You can get better without surgery

But it takes time. The honest reality is that tennis elbow often improves on its own, especially with rest, activity changes, and targeted exercises. A big chunk of cases respond to non-invasive treatment over weeks to months. 

Medical guidelines generally suggest that many people see noticeable improvement within a few months. Some will feel much better in about 6–12 weeks if they manage strain and do rehabilitation work.  A small proportion of cases - especially those long-standing or neglected early on - might take longer, up to a year or even two. 

The biological reason for this is that tendons heal slowly compared with muscles - they don't get much blood flow, so tissue repair is inherently gradual. 

This matches what people on tennis forums often talk about: lots of trial and error with rest, ice/heat, braces, and loading exercises, and patience is part of it.

If you try everything for a short while and expect magic, frustration follows because healing really does take weeks to months.

Treatment is not "one-size-fits-all"

There is no single "cure" that works for every case. Treatment typically looks like a step-by-step approach:

  • Rest and activity modification: Reduce what makes it worse without completely immobilising your arm, because some movement promotes healing. 

  • Exercises and physical therapy: A structured program of stretching and strengthening for the forearm and wrist is a mainstay of recovery - and is linked with better outcomes than doing nothing. 

  • Bracing and ergonomic adjustments: Using an elbow strap during aggravating activities can reduce stress on the tendon. 

  • Shockwave or injections: For stubborn cases, things like shockwave therapy or injections (e.g., hyaluronic acid) can help reduce pain and encourage healing, though evidence is mixed and not everybody chooses these. 
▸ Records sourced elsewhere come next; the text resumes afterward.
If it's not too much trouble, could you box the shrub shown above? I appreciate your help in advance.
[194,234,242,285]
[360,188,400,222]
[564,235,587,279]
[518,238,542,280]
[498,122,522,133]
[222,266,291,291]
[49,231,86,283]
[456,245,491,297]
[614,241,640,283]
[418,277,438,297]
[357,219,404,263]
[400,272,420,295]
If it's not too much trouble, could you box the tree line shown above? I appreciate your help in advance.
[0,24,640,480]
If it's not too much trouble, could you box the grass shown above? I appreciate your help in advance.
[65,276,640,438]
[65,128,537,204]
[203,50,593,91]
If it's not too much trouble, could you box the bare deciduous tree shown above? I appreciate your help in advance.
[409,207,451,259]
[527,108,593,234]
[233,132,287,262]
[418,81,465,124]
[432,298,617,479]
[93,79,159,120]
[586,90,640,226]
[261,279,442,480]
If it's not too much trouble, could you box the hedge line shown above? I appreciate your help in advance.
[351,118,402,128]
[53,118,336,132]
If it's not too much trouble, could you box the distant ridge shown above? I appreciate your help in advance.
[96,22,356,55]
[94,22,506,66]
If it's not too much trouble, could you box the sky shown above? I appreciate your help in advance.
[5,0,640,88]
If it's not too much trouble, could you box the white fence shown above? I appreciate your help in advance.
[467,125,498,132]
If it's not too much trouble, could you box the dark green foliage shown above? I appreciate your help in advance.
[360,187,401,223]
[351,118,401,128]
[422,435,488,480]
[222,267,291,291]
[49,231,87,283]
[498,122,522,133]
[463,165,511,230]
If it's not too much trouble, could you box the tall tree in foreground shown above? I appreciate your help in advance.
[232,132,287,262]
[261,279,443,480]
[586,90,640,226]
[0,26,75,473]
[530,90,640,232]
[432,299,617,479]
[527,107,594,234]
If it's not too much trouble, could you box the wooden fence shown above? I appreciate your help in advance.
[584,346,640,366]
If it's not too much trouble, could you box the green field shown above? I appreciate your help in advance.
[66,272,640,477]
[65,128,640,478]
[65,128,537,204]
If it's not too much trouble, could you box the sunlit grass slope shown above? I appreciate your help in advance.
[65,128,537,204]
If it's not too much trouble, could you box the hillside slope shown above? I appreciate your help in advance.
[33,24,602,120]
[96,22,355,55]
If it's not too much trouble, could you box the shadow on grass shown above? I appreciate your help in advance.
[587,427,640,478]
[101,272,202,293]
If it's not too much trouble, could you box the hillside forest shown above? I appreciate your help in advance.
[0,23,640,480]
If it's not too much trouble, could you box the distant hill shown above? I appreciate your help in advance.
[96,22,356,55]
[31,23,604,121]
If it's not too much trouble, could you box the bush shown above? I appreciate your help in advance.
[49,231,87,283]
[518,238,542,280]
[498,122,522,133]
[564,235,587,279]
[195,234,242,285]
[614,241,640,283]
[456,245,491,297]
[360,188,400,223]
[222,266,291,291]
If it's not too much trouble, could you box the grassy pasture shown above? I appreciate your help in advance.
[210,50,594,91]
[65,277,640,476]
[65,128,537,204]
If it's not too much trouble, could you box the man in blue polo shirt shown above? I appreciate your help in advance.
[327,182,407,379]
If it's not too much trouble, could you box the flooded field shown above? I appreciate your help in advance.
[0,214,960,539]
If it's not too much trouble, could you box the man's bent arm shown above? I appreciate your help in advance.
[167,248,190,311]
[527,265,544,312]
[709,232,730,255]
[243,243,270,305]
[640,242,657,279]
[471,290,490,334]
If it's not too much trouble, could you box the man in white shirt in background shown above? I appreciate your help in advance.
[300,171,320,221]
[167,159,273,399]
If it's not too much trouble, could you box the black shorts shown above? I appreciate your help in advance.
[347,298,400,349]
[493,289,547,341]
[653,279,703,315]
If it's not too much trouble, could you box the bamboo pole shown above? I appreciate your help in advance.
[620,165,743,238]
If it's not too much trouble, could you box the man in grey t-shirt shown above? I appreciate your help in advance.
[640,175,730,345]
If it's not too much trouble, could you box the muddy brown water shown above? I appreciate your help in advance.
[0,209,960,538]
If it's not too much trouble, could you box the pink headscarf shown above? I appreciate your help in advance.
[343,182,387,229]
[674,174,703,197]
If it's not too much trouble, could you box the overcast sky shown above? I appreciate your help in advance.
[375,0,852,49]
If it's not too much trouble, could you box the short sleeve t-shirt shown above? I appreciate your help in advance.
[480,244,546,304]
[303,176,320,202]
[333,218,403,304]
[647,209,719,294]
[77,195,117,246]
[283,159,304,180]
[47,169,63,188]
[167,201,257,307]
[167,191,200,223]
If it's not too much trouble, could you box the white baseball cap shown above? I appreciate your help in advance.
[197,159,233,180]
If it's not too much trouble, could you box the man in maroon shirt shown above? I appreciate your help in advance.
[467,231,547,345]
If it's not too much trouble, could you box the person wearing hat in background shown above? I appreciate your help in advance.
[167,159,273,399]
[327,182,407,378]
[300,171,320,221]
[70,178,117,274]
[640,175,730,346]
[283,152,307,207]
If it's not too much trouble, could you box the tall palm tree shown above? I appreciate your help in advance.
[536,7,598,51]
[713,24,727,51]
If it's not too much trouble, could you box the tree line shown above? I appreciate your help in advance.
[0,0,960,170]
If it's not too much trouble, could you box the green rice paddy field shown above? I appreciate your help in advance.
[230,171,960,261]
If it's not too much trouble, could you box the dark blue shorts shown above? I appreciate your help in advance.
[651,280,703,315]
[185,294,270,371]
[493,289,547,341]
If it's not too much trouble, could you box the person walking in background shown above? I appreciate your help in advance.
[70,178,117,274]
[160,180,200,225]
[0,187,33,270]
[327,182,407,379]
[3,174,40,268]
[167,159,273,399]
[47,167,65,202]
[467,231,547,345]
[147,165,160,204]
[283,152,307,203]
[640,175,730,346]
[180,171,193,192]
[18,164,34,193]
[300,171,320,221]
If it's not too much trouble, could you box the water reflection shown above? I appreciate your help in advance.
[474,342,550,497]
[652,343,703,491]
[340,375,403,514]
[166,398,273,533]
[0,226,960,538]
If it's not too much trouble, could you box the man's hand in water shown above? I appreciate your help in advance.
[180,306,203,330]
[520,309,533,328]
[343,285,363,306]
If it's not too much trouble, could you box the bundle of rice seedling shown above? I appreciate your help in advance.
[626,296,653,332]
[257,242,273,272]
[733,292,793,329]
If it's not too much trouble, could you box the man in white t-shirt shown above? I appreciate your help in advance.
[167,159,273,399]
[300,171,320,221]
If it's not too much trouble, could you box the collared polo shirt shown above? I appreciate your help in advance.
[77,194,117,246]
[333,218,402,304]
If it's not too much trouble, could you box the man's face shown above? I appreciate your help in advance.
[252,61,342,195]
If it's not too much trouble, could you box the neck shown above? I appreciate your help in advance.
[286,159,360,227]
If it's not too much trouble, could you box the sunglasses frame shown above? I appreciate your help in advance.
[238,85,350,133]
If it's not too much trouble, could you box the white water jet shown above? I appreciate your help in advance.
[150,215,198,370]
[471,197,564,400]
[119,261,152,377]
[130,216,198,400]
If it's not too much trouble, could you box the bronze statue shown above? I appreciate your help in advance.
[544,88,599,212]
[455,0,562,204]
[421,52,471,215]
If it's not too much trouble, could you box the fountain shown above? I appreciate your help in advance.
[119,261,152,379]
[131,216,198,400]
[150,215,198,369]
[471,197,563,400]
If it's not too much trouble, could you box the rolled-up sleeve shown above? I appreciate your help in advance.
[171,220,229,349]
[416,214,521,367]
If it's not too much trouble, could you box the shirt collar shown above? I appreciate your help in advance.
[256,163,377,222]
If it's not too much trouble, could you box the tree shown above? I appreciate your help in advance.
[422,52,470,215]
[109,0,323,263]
People try lots of these things in combination - some find relief with physical therapy and changing habits; others pursue additional interventions like PRP (platelet-rich plasma) or even surgery when pain just won't go away.

Surgery is NOT the default "cure"

Surgery for tennis elbow is not usually the first go-to. Most doctors recommend trying conservative options for many months first. Surgery tends to be considered only if symptoms persist despite consistent non-surgical care for 6 to 12 months. 

Even then, surgery isn't a guarantee of a perfect outcome - recovery still involves several months of rehab, and a small percentage of patients may need further intervention.  What people post on the Internet often reflects this reality: surgery stories are mixed - some feel it was worth it, others still deal with lingering stiffness or require more work after.

Lifestyle and technique matter

A practical point that doesn't get said enough is that curing tennis elbow often means adjusting how you move and train. That could be:

  • Changing how you grip or swing or tools you use

  • Taking breaks from repetitive tasks

  • Strengthening surrounding muscles

  • Tweaking technique (in sport or work)

These changes aren't instantly satisfying, but they reduce the chance of reinjury down the line - something people in recovery threads repeatedly emphasize.

"Cure" means ongoing management

Even after pain subsides, the risk of recurrence is real unless you maintain strength, flexibility, and good movement habits. Tennis elbow isn't like snapping a finger to make it better; it's more about rewiring how your arm handles load.

That means for some people, it doesnt feel like a dramatic cure - more like a process of managing flare-ups, adjusting activity, and gradually letting the tendon settle into stronger patterns.

Conclusion

  • Most people can get better over time with conservative care, and many experience lasting relief. 

  • It takes patience - healing timelines are measured in weeks to months, not days. 

  • There’s no single cure pill - the best results come from a combination of sensible rest, exercises, load management, and sometimes medical intervention. 

  • Surgery is an option but not the first line and isn't foolproof. 

  • Ongoing adjustments to technique and activity help prevent recurrence.